Last night (10/3/2015) the BBC's Horizon programme gave viewers an update on the search for gravity waves, the looked for proof of cosmologist, Alan Guth's, theory of inflation in the very early universe. The programme focussed on the work at the 'Bicep 2' telescope and the Planck satellite as they scoured the universe for evidence of B-Mode polarisation, the tell-tale fingerprint of gravity waves. Despite many years of searching, at extremely high cost, in sites such as the South Pole, no conclusive evidence has been found of this product of the 'Big Bang'. I may have the reason.
In my theory of the Universal Creation, a duality, as postulated by Plato and later by Immanuel Kant, was formed from nothing (See my book: SPIRITUAL MAN: AN INTRODUCTION TO NEGATIVE DIMENSIONS). These two parts of the universe act homeostatically, the 'unreal' part pervading the other in the way the old medium the 'ether' is supposed to have done. According to my theory this 'unreal' part of the universe is dominated by matter defined by negative and complex dimensions, the latter characterised by the factor, the square root of minus one.

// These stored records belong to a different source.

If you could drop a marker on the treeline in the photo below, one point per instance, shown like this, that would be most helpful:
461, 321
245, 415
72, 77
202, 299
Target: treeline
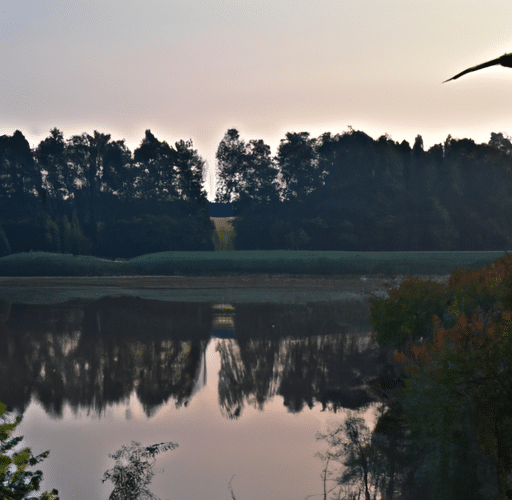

It can be shown that the force of gravity acts over both parts thereby diminishing its strength in our ('real') part of the universe compared with the other forces of nature.
If gravity waves exist, and I am open minded about Guth's vision of inflation, then their non-appearance may be due to the fact that those produced in the 'unreal' part of the universe cancel out exactly those created in the other by a process called 'interference'.